Multiple "sed" actions on previous results - bash

Have this input:
bar foo
foo ABC/DEF
BAR ABC
ABC foo DEF
foo bar
on the above I need do 4 (sequential) actions:
select only lines containing "foo" (lowercase)
on the selected lines, remove everything but UPPERCASE letters
delete empty lines (if some is created by the previous action)
and on the remaining from the above - enclose every char with [x]
I'm able to solve the above, but need two sed invocations piped together.
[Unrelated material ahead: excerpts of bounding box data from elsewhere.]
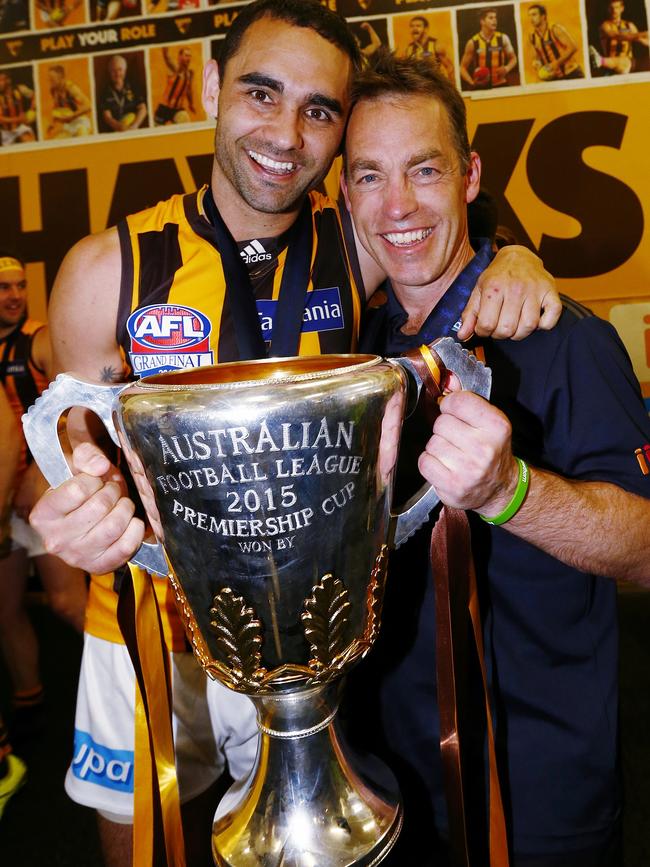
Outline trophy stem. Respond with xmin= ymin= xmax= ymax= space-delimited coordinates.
xmin=212 ymin=683 xmax=402 ymax=867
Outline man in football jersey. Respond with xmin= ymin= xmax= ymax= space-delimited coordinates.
xmin=528 ymin=3 xmax=584 ymax=81
xmin=589 ymin=0 xmax=650 ymax=75
xmin=47 ymin=63 xmax=92 ymax=138
xmin=99 ymin=54 xmax=147 ymax=132
xmin=154 ymin=46 xmax=196 ymax=126
xmin=460 ymin=8 xmax=517 ymax=90
xmin=0 ymin=71 xmax=35 ymax=147
xmin=0 ymin=250 xmax=86 ymax=743
xmin=405 ymin=15 xmax=454 ymax=81
xmin=33 ymin=0 xmax=558 ymax=864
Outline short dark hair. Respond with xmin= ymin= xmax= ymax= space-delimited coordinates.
xmin=217 ymin=0 xmax=362 ymax=80
xmin=478 ymin=6 xmax=499 ymax=21
xmin=0 ymin=247 xmax=25 ymax=271
xmin=352 ymin=48 xmax=471 ymax=174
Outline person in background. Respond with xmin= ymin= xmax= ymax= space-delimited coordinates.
xmin=0 ymin=250 xmax=86 ymax=745
xmin=0 ymin=385 xmax=27 ymax=819
xmin=26 ymin=0 xmax=557 ymax=865
xmin=99 ymin=54 xmax=147 ymax=132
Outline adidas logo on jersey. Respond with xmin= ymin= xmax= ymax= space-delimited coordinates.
xmin=239 ymin=241 xmax=273 ymax=265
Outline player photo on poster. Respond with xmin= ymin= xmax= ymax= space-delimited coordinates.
xmin=90 ymin=0 xmax=139 ymax=21
xmin=38 ymin=57 xmax=95 ymax=139
xmin=210 ymin=36 xmax=224 ymax=62
xmin=585 ymin=0 xmax=650 ymax=78
xmin=93 ymin=51 xmax=149 ymax=132
xmin=349 ymin=18 xmax=389 ymax=58
xmin=143 ymin=0 xmax=201 ymax=15
xmin=0 ymin=0 xmax=30 ymax=34
xmin=32 ymin=0 xmax=88 ymax=30
xmin=149 ymin=42 xmax=205 ymax=126
xmin=456 ymin=5 xmax=521 ymax=93
xmin=336 ymin=0 xmax=436 ymax=18
xmin=393 ymin=11 xmax=456 ymax=81
xmin=519 ymin=0 xmax=585 ymax=84
xmin=0 ymin=66 xmax=37 ymax=147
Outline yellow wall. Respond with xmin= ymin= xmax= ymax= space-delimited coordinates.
xmin=0 ymin=0 xmax=650 ymax=398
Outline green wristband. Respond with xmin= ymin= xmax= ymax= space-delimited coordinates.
xmin=479 ymin=458 xmax=530 ymax=527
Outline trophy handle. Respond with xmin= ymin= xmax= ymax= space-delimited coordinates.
xmin=391 ymin=337 xmax=492 ymax=548
xmin=22 ymin=373 xmax=169 ymax=576
xmin=392 ymin=485 xmax=440 ymax=548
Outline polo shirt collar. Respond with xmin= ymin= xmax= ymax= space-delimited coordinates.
xmin=386 ymin=238 xmax=494 ymax=355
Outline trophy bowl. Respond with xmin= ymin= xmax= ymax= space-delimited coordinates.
xmin=25 ymin=339 xmax=488 ymax=867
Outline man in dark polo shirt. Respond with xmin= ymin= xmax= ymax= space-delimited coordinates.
xmin=345 ymin=53 xmax=650 ymax=867
xmin=99 ymin=54 xmax=147 ymax=132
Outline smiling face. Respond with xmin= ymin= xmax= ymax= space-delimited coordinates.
xmin=0 ymin=267 xmax=27 ymax=337
xmin=481 ymin=12 xmax=497 ymax=33
xmin=409 ymin=18 xmax=427 ymax=42
xmin=609 ymin=0 xmax=625 ymax=21
xmin=204 ymin=17 xmax=352 ymax=237
xmin=108 ymin=57 xmax=126 ymax=90
xmin=345 ymin=94 xmax=480 ymax=306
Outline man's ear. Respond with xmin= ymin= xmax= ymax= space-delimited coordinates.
xmin=201 ymin=60 xmax=221 ymax=118
xmin=339 ymin=164 xmax=352 ymax=212
xmin=465 ymin=151 xmax=481 ymax=204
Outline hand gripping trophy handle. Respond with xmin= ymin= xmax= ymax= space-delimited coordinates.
xmin=24 ymin=338 xmax=490 ymax=867
xmin=22 ymin=373 xmax=169 ymax=576
xmin=22 ymin=337 xmax=492 ymax=576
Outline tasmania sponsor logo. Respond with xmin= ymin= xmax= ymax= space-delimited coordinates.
xmin=71 ymin=729 xmax=134 ymax=793
xmin=239 ymin=241 xmax=273 ymax=265
xmin=126 ymin=304 xmax=213 ymax=376
xmin=257 ymin=286 xmax=345 ymax=340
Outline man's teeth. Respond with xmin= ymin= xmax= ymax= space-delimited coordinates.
xmin=382 ymin=229 xmax=433 ymax=247
xmin=248 ymin=151 xmax=296 ymax=175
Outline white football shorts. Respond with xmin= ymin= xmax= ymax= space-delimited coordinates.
xmin=65 ymin=633 xmax=258 ymax=823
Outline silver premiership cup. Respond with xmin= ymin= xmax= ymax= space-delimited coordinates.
xmin=25 ymin=339 xmax=489 ymax=867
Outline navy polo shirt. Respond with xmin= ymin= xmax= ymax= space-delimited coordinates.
xmin=360 ymin=245 xmax=650 ymax=855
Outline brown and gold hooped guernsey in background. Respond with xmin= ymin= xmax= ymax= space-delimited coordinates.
xmin=0 ymin=319 xmax=49 ymax=482
xmin=117 ymin=187 xmax=364 ymax=376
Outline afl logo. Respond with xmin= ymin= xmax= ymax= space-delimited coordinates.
xmin=126 ymin=304 xmax=212 ymax=352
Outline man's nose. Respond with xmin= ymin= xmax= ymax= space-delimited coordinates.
xmin=384 ymin=177 xmax=418 ymax=221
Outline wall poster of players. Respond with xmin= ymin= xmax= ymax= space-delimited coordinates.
xmin=0 ymin=0 xmax=650 ymax=148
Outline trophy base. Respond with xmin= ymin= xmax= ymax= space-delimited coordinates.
xmin=212 ymin=684 xmax=402 ymax=867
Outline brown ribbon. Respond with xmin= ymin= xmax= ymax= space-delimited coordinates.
xmin=118 ymin=563 xmax=185 ymax=867
xmin=406 ymin=346 xmax=509 ymax=867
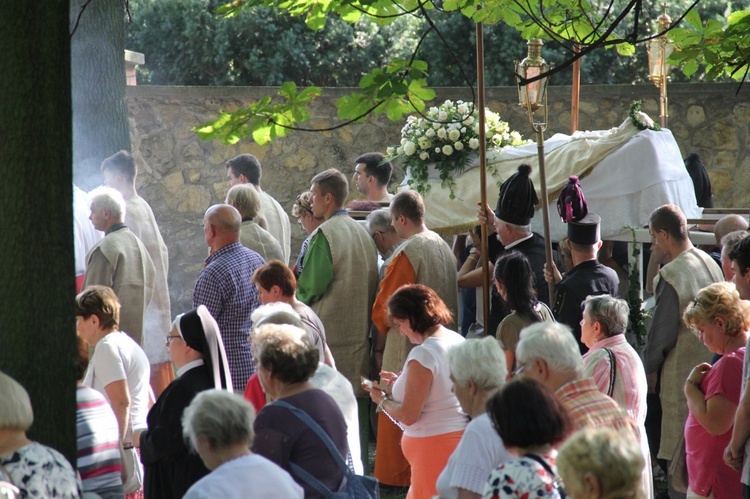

Script:
#!/bin/bash
data() {
cat <<EOF
bar foo
foo ABC/DEF
BAR ABC
ABC foo DEF
foo bar
EOF
}
echo "Result OK"
data | sed -n '/foo/s/[^A-Z]//gp' | sed '/^\s*$/d;s/./[&]/g'
# in the above it is solved using 2 sed invocations
# trying to solve it using only one invocation,
# but the following doesn't do what i need.. :( :(
echo "Variant 2 - trying to use only ONE invocation of sed"
data | sed -n '/foo/s/[^A-Z]//g;/^\s*$/d;s/./[&]/gp'
output from the above:
Result OK
[A][B][C][D][E][F]
[A][B][C][D][E][F]
Variant 2 - trying to use only ONE invocation of sed
[A][B][C][D][E][F]
[B][A][R][ ][A][B][C]
[A][B][C][D][E][F]
The variant 2 should be also only
[A][B][C][D][E][F]
[A][B][C][D][E][F]
It is possible to solve the above using only by one sed invocation?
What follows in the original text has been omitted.